I attended neither the dress rehearsal nor the opening night and I saw The Sleeping Beauty for the first time only at its second or third performance. I remember that it was a matinee during the Christmas holidays which gave Dima Filosofov and me the opportunity of seeing it. I remember too that it was Dima who dragged me there as he had heard at home that the ballet was not so bad after all. I must admit that my first impression was, if not a revelation, nevertheless that of having attended a grandiose banquet. What I had seen and heard seemed to be 'worthy of attention'. With some of the music I had a kind of foretaste that it might be very much to my liking. I simply did not dare believe what was growing in the very depths of my heart. I very much wanted to see The Sleeping Beauty again as soon as possible and particularly to listen again to the music.
After this I did not miss a single performance and even managed to see it four times in the last week before Lent, when there were matinees as well as evening performances.
. . . .
This admiration for The Sleeping Beauty directed my interest, which had somewhat cooled, back to the ballet. It infected my friends, and we gradually became real ballet fans.
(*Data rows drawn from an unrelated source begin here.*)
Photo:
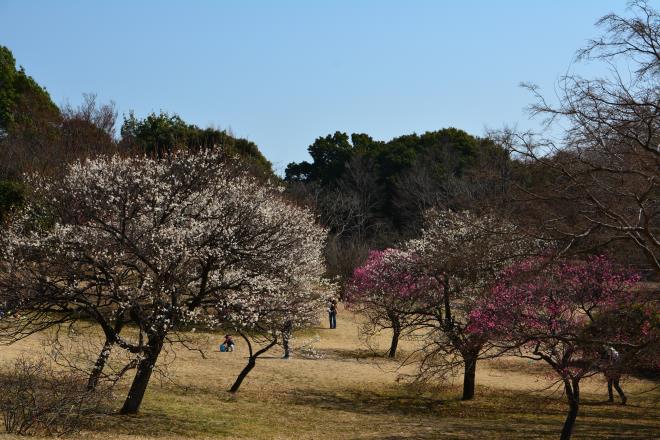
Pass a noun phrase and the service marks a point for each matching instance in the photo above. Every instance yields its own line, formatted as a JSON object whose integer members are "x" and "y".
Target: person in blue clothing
{"x": 332, "y": 313}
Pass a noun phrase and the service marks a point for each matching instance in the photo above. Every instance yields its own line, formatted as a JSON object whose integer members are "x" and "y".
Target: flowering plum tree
{"x": 464, "y": 252}
{"x": 390, "y": 289}
{"x": 262, "y": 316}
{"x": 161, "y": 244}
{"x": 545, "y": 311}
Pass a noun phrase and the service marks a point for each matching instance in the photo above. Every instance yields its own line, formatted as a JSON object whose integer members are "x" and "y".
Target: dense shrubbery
{"x": 36, "y": 399}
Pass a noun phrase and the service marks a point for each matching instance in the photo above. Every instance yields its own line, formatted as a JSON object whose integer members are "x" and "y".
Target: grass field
{"x": 348, "y": 395}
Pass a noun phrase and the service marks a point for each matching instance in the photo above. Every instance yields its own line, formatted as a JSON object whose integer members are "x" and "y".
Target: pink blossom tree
{"x": 391, "y": 290}
{"x": 545, "y": 311}
{"x": 464, "y": 252}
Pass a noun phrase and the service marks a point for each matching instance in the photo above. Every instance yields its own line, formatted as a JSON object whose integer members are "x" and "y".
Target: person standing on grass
{"x": 332, "y": 313}
{"x": 286, "y": 336}
{"x": 611, "y": 368}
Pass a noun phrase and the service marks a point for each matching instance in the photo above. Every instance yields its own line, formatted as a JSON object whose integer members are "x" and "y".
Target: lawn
{"x": 349, "y": 394}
So was created the main prerequisite for our joint activities several years later in a sphere which brought us world-wide success. It would hardly be an exaggeration to say that, had it not been for my enthusiasm for The Sleeping Beauty (and before that for Coppelia, Giselle and The Pharaoh's Daughter with Zucchi), and had I not infected my friends with it, there would have been no Ballets Russes and none of the balletomania which their success evoked.
Memoirs [volume 2] by Alexandre Benois. 1964. Pages 59-61.